National Instruments (NI) is collaborating with the University of Edinburgh to dramatically improve indoor wireless communications capacity using optics.

Professor Harald Haas, chair of mobile communications at the University of Edinburgh, is a pioneer in visible-light communications and spatial modulation and has been working for years on a concept nicknamed LiFi that uses visible light communication over a single-channel, point-to-point link. He and professor Cheng-Xiang Wang, head of the Advanced Wireless Technologies Lab at Heriot-Watt University, also recently used NI hardware and system design software to create the first working prototype showing spatial modulation techniques over a wireless radio frequency (RF) channel.

Haas now plans to combine these two technologies to create even higher-density optical wireless networks — called optical attocell networks — that will harness massive MIMO (multiple input, multiple output) gains in both the optical and RF domains for energy-efficient indoor wireless communications.
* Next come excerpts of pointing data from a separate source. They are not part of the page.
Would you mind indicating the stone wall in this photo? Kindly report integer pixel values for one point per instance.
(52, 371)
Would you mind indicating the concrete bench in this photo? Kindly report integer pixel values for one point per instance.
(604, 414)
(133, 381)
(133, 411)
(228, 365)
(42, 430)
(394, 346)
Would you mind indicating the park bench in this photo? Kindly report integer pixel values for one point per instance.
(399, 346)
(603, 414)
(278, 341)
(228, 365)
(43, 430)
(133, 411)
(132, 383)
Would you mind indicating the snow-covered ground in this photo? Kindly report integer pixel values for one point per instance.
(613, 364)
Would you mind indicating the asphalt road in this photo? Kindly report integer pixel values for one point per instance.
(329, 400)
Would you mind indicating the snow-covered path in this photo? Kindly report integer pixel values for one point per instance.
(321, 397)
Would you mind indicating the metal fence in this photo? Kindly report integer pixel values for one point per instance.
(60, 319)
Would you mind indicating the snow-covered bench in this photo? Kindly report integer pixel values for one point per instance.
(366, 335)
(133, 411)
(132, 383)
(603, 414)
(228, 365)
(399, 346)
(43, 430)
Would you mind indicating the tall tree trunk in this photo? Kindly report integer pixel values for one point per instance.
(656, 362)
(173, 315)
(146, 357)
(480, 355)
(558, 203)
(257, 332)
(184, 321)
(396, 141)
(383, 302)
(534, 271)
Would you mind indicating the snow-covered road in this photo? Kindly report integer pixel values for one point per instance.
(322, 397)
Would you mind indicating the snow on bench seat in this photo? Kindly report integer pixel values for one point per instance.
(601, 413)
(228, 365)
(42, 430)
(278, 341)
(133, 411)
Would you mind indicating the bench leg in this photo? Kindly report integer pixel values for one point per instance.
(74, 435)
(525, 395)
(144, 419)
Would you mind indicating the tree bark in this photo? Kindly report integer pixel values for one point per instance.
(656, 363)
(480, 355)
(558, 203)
"We've known for a long time that decreasing cell size can significantly increase cellular capacity and user data rates, but it's not been clear how we could facilitate that given current spectrum, energy and interference limitations," Haas said. "RF wireless and optical wireless networks that work together using spatial modulation and massive MIMO approaches could allow us to effectively mitigate interference and significantly increase energy efficiency, coverage and capacity using existing infrastructure."

The Edinburgh team will use NI products to rapidly prototype a wireless test bed and build prototypes that operate beyond the rates of a commercial RF wireless system. The investigators recently achieved 3.5 Gb/s from a single-color LED, allowing them to create an ultrarealistic test bed. The advances are seen as a step toward fifth-generation (5G) wireless communications.